We were auditors once and we knew when we were getting the "slow roll" by Government contractors. The "slow roll is a condition where contractors keep promising something but would regularly miss promised due dates or where contractors would deliberately withhold some key piece of data and wait for us to find it missing and then have to re-request it and wait some more, or where contractors promised to "look for it" but when reminded, claimed they forgot or were too busy, or where contractors set up a single point of contact for data requests that turned in to the Post Office's dead letter office. We felt that the slow roll was the most insidious form of denial of access to records. We were never much bothered by the categorical denial - at least the contractor was forthright. With a categorical denial, we simply elevated the problem, stopped the audit and went on to something else. We had plenty of other audits to work on. With the "slow roll", there was the potential of wasting significant audit resources by waiting on data. One major contractor, in a candid moment, told us that they could not control the number of auditors assigned to their plant but they could sure control the efficiency and effectiveness of those auditors by cranking up the company's passive-aggressive behavior.
In an attempt to mitigate, or at least minimize, the infamous "slow-role", DCAA (Defense Contract Audit Agency) revised its instructions about five years ago to require auditors to assign realistic due dates to every data request. Then, if those dates were missed, the auditor would immediately initiate the denial of access to records procedures that we described yesterday. According to the latest instructions, DCAA believes that supporting documentation should be readily available and provided upon request. This means immediately or within a few minutes but less than an hour. The guidance also cautions auditors to consider extenuating circumstances such as when the data is stored offsite or is voluminous or if contractor analysis is required.
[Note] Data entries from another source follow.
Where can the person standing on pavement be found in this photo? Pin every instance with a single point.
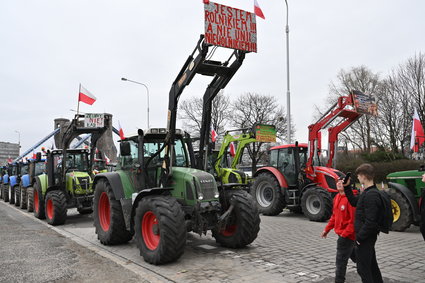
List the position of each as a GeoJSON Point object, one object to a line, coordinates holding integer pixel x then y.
{"type": "Point", "coordinates": [342, 221]}
{"type": "Point", "coordinates": [369, 213]}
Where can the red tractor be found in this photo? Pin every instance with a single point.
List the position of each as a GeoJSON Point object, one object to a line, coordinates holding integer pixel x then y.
{"type": "Point", "coordinates": [293, 180]}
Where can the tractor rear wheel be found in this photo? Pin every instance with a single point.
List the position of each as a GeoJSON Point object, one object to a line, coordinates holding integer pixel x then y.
{"type": "Point", "coordinates": [316, 204]}
{"type": "Point", "coordinates": [11, 195]}
{"type": "Point", "coordinates": [38, 202]}
{"type": "Point", "coordinates": [23, 198]}
{"type": "Point", "coordinates": [160, 229]}
{"type": "Point", "coordinates": [17, 196]}
{"type": "Point", "coordinates": [30, 199]}
{"type": "Point", "coordinates": [402, 212]}
{"type": "Point", "coordinates": [267, 194]}
{"type": "Point", "coordinates": [108, 216]}
{"type": "Point", "coordinates": [5, 193]}
{"type": "Point", "coordinates": [242, 225]}
{"type": "Point", "coordinates": [56, 207]}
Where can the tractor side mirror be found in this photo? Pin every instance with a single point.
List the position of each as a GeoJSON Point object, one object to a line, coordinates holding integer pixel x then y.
{"type": "Point", "coordinates": [125, 149]}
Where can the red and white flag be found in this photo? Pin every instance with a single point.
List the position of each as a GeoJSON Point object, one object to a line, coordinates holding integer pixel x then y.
{"type": "Point", "coordinates": [86, 96]}
{"type": "Point", "coordinates": [232, 149]}
{"type": "Point", "coordinates": [121, 131]}
{"type": "Point", "coordinates": [213, 135]}
{"type": "Point", "coordinates": [418, 136]}
{"type": "Point", "coordinates": [257, 10]}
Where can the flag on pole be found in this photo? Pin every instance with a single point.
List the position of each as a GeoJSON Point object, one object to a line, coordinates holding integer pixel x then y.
{"type": "Point", "coordinates": [213, 135]}
{"type": "Point", "coordinates": [232, 149]}
{"type": "Point", "coordinates": [257, 10]}
{"type": "Point", "coordinates": [418, 136]}
{"type": "Point", "coordinates": [121, 131]}
{"type": "Point", "coordinates": [85, 96]}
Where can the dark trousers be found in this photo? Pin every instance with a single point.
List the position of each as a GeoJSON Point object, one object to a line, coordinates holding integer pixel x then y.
{"type": "Point", "coordinates": [344, 250]}
{"type": "Point", "coordinates": [367, 266]}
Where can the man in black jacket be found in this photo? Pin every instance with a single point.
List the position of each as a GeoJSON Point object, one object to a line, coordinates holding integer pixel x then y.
{"type": "Point", "coordinates": [368, 215]}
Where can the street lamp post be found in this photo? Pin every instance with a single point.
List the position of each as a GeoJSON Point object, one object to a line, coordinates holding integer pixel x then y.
{"type": "Point", "coordinates": [288, 92]}
{"type": "Point", "coordinates": [147, 90]}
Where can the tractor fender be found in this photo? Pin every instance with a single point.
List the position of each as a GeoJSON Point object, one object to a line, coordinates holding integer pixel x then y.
{"type": "Point", "coordinates": [25, 179]}
{"type": "Point", "coordinates": [279, 176]}
{"type": "Point", "coordinates": [139, 196]}
{"type": "Point", "coordinates": [13, 181]}
{"type": "Point", "coordinates": [410, 198]}
{"type": "Point", "coordinates": [115, 180]}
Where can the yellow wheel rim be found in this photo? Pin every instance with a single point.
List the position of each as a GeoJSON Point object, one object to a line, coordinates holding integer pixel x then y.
{"type": "Point", "coordinates": [396, 210]}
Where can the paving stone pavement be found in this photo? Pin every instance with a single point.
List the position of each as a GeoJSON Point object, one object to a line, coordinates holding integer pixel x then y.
{"type": "Point", "coordinates": [288, 249]}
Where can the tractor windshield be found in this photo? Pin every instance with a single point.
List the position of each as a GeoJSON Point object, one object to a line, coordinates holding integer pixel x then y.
{"type": "Point", "coordinates": [180, 153]}
{"type": "Point", "coordinates": [77, 161]}
{"type": "Point", "coordinates": [40, 168]}
{"type": "Point", "coordinates": [24, 169]}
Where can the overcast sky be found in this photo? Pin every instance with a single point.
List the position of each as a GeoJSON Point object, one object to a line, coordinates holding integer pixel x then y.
{"type": "Point", "coordinates": [48, 47]}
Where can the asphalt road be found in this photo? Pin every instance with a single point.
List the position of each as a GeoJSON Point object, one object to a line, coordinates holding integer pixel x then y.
{"type": "Point", "coordinates": [288, 249]}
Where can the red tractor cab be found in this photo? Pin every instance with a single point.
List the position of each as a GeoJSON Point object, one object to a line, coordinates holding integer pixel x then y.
{"type": "Point", "coordinates": [294, 178]}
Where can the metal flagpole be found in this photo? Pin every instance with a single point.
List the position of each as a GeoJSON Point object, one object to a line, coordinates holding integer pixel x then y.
{"type": "Point", "coordinates": [78, 104]}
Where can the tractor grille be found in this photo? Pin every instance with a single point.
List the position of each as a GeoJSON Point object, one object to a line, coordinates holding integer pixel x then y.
{"type": "Point", "coordinates": [208, 185]}
{"type": "Point", "coordinates": [84, 182]}
{"type": "Point", "coordinates": [331, 182]}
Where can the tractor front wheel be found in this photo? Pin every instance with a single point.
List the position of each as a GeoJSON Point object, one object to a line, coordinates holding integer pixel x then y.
{"type": "Point", "coordinates": [55, 206]}
{"type": "Point", "coordinates": [108, 216]}
{"type": "Point", "coordinates": [316, 204]}
{"type": "Point", "coordinates": [38, 202]}
{"type": "Point", "coordinates": [242, 225]}
{"type": "Point", "coordinates": [160, 229]}
{"type": "Point", "coordinates": [30, 199]}
{"type": "Point", "coordinates": [267, 194]}
{"type": "Point", "coordinates": [402, 212]}
{"type": "Point", "coordinates": [23, 197]}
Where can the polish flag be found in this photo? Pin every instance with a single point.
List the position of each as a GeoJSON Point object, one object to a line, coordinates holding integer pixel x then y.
{"type": "Point", "coordinates": [85, 96]}
{"type": "Point", "coordinates": [257, 10]}
{"type": "Point", "coordinates": [213, 135]}
{"type": "Point", "coordinates": [232, 149]}
{"type": "Point", "coordinates": [418, 136]}
{"type": "Point", "coordinates": [121, 131]}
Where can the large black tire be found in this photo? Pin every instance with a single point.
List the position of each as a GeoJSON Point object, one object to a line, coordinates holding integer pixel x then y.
{"type": "Point", "coordinates": [5, 193]}
{"type": "Point", "coordinates": [316, 204]}
{"type": "Point", "coordinates": [243, 224]}
{"type": "Point", "coordinates": [402, 212]}
{"type": "Point", "coordinates": [17, 196]}
{"type": "Point", "coordinates": [30, 199]}
{"type": "Point", "coordinates": [56, 207]}
{"type": "Point", "coordinates": [108, 216]}
{"type": "Point", "coordinates": [38, 202]}
{"type": "Point", "coordinates": [11, 195]}
{"type": "Point", "coordinates": [160, 229]}
{"type": "Point", "coordinates": [267, 194]}
{"type": "Point", "coordinates": [23, 197]}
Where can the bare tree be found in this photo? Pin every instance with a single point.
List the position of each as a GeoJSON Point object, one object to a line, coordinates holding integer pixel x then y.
{"type": "Point", "coordinates": [251, 108]}
{"type": "Point", "coordinates": [191, 113]}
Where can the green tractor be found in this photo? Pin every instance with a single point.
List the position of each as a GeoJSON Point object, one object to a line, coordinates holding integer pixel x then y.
{"type": "Point", "coordinates": [407, 192]}
{"type": "Point", "coordinates": [55, 192]}
{"type": "Point", "coordinates": [227, 171]}
{"type": "Point", "coordinates": [157, 195]}
{"type": "Point", "coordinates": [69, 178]}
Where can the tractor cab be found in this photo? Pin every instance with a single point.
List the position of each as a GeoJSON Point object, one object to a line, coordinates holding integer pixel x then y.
{"type": "Point", "coordinates": [76, 178]}
{"type": "Point", "coordinates": [290, 160]}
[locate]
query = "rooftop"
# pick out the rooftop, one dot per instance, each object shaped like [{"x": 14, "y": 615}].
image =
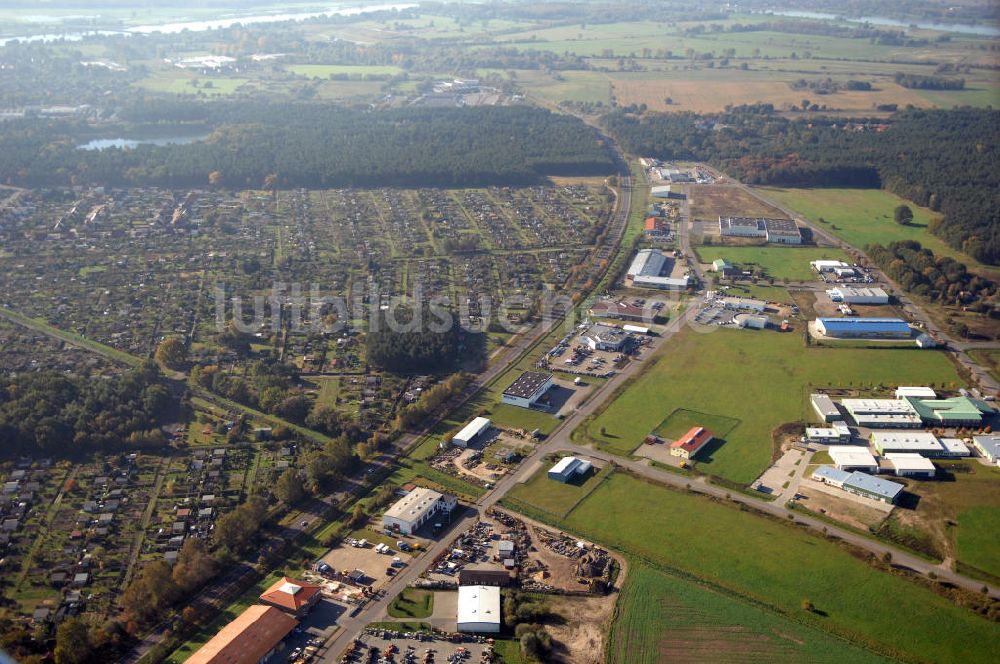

Contractors use of liaisons should not delay or inhibit auditor access to contractor personnel. Auditors usually like to receive support directly from the person responsible for the information. If the use of liaisons results in delays, disruptions, or other encumbrances, the auditor will most likely write it up as a denial of access to records. Contractors need to be sensitive to the perceptions of auditors in these matters.
Denials, whether categorical or of the "slow role" variety may result in "suspended" costs and a DCAA Form 1. DCAA can suspend costs claimed on public vouchers (cost-reimbursable contracts) where there isn't sufficient data to support the allowability, allocability, or reasonableness of those costs. This doesn't mean that the costs are unallowable. It simply means that until such time as the contractor provides the data required for the auditor to assess the propriety of claimed costs, the Government is going to keep the money. Eventually, the contractor will get paid however in the meantime, their cash flow is disrupted.